К живописной группе «Хамасюк и компания» энергично приближался розовощёкий блондин в дорогом костюме. Одновременно с ним в зал вползла согбенная старушка с палочкой. Красный вязаный берет, венчающий маленькую голову придавал старушке неуловимое сходство с грибом.
— Я есть представитель американское консульство Чарли Блэк, — отрекомендовался блондин. — В чём есть проблема?
— Проблема? — Никита Антонович эффектным жестом указал на распластанную на досмотровом столе «Джоконду». — Я бы сказал, проблемища, мистер Блэк!
Блэк быстро переговорил о чём-то с мистером Слауном. На его лице появилась торжествующая улыбка, которая очень не понравилась Хамасюку.
— Господа таможенники, — Блэк подошёл к бесценному шедевру живописи. — Это есть копия, шарж. Ненастоящий картина. Мистер Слаун купить её на улице за двадцать долларе оф зе Юнайтед Стейтс!
— Копия, говорите? А как вам это! — Коромыслов потыкал мизинчиком в угол картины. — Вот же подпись автора! Надеюсь вам известно имя Леонардо да Винчи?
— Ес, известно, — Чарли Блэк поскучнел. Настало время торжествовать Хамасюку.
— Кстати, вот наш эксперт! — он снова применил эффектный жест, указывая теперь на добравшуюся до участников событий старушку. — Знакомьтесь, Ираида Кондратьевна Глинка.
Ираида Кондратьевна работала смотрительницей Краснобубенского краеведческого музея. Не Бог весть что, однако, другого специалиста под рукой всё равно не было. Ираида Кондратьевна брезгливо осмотрела «Джоконду».
— Ну как? — Хамасюк отвёл в сторону эксперта.

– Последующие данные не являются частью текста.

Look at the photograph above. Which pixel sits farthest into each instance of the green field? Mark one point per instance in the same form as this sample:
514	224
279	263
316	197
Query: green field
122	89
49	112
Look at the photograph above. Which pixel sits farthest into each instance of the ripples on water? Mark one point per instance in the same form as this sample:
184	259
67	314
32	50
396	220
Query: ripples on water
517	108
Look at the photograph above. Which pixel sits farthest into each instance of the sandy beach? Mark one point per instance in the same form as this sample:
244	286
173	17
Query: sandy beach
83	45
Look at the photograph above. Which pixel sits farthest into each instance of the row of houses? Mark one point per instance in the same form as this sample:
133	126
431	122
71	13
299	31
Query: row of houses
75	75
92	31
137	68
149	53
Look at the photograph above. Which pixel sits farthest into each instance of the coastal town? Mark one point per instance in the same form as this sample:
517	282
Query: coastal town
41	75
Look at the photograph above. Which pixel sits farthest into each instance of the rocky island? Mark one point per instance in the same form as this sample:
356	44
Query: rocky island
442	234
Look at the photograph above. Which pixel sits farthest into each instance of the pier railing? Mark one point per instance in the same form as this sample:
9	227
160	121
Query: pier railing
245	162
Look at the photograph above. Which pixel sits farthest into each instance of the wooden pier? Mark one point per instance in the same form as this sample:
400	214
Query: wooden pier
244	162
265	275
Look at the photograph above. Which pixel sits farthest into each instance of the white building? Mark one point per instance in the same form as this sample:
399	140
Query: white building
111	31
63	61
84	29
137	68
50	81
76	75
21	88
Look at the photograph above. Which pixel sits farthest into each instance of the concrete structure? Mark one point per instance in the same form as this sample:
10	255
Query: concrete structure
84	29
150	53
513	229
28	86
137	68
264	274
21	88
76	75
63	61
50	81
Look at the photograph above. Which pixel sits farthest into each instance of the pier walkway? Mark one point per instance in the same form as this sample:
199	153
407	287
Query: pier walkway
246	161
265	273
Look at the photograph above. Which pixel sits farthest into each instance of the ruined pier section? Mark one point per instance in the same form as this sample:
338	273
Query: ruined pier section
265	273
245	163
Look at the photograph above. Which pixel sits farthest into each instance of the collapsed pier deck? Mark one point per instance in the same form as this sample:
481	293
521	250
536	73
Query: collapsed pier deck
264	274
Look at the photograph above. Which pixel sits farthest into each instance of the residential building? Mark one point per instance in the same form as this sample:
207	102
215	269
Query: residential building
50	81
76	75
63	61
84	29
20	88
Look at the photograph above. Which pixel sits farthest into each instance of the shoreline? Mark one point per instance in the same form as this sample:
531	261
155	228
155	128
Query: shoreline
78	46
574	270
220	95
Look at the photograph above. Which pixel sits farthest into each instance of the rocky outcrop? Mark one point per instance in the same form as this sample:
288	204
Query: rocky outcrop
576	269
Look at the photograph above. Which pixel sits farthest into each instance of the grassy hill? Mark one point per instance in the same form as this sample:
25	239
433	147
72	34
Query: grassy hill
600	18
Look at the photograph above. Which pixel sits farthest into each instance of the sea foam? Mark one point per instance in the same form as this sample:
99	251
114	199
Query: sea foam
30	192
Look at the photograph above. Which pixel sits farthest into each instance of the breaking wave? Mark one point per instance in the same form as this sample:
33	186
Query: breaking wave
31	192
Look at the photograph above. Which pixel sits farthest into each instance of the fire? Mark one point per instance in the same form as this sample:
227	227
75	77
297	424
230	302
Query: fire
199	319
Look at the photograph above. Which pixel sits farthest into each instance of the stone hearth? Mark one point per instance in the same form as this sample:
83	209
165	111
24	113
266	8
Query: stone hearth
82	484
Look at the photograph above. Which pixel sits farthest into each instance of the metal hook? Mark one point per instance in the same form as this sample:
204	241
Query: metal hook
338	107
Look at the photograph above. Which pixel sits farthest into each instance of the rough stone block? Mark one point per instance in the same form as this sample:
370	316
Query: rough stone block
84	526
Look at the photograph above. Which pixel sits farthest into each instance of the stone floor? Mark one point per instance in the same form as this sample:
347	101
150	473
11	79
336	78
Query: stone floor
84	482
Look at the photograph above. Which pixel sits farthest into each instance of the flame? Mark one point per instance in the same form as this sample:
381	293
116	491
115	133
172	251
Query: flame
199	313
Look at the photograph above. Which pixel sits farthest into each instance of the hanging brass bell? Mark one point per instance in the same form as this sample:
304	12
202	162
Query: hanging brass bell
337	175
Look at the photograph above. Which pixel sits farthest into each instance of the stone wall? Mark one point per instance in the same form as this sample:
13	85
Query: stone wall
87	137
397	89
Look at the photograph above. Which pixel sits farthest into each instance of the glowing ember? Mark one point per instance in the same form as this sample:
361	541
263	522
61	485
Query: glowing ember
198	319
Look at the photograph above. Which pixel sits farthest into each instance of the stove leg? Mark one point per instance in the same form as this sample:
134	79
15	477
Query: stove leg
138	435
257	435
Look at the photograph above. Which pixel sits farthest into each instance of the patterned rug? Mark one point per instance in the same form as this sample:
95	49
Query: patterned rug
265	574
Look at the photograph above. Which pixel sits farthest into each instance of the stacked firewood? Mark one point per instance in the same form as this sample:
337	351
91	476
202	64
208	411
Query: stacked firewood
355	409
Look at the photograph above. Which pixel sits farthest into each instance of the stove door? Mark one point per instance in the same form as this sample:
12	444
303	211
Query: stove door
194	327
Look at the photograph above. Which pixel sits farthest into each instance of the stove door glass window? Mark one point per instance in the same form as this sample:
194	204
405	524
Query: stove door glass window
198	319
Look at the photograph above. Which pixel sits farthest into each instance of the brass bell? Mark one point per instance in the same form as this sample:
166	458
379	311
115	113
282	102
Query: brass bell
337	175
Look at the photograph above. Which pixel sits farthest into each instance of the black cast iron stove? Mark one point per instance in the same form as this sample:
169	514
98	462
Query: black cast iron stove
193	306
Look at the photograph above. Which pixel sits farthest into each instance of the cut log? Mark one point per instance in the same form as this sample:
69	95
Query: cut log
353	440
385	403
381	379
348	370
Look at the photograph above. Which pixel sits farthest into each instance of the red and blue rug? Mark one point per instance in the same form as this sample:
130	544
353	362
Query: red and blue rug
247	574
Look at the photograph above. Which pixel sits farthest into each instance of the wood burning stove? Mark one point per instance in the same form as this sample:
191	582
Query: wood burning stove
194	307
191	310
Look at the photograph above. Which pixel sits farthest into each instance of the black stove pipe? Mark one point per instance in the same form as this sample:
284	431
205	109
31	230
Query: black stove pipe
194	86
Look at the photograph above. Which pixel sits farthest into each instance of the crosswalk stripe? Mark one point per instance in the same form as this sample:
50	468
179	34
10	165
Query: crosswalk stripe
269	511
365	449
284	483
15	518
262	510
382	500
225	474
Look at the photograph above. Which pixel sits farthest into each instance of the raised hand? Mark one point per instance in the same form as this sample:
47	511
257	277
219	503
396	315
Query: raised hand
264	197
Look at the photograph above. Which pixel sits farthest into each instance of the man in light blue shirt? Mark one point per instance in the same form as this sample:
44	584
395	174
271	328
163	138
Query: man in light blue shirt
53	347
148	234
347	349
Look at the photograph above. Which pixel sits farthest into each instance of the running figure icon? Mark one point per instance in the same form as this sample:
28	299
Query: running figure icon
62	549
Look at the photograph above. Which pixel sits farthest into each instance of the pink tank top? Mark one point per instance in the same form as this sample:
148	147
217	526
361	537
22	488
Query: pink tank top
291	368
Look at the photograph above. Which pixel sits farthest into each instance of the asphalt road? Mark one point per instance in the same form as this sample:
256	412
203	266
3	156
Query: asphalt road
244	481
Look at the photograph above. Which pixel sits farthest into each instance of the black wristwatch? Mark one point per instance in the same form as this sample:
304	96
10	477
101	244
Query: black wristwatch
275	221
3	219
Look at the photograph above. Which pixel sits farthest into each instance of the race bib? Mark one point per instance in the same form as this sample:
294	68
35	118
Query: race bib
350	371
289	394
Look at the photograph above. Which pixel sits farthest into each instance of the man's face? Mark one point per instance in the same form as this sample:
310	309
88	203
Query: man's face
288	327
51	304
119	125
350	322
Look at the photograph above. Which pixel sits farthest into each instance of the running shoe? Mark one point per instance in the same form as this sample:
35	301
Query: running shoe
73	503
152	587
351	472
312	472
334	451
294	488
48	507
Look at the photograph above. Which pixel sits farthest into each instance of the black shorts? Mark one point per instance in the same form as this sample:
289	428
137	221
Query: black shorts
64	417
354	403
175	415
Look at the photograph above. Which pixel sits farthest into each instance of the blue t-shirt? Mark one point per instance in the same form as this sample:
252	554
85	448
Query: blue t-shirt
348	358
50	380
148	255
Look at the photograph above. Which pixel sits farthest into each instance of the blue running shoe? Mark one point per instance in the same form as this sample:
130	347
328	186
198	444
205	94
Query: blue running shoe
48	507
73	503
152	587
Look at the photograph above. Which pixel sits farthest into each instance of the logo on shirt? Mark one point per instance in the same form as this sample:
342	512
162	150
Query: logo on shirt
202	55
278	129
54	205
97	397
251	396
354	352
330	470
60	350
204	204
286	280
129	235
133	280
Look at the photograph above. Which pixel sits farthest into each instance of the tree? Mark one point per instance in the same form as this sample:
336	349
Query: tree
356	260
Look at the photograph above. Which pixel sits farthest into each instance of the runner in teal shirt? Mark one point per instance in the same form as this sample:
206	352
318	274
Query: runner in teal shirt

— Скажу вам как краевед краеведу, — зашептала старушка. — Это не «Джоконда». То есть, конечно, «Джоконда», только не та, не настоящая.
Хамасюк почувствовал как почва уходит из под его ног.
— Посмотрите внимательнее, Ираида Кондратьевна, прошу вас. Вот ведь подпись самого Леонардо…
— Никита Антонович, вы что полагаете, что Леонардо в 16 веке подписывал свои картины на русском языке? И потом, «Джоконда», если я не ошибаюсь, написана на доске, а здесь что?
— Что? — Хамасюк уже понял, что это конец.
— Что… Картон, милостивый государь! Стоило меня беспокоить в такую рань! Да, вспомнила! Такие поделки у нас в парке перед музеем Гоша Ляхницкий малюет. Иностранцы хорошо покупают. Может «Данаю» состряпать, может «Девятый вал». И, главное, деньжищи бешеные за каждую мазню зашибает!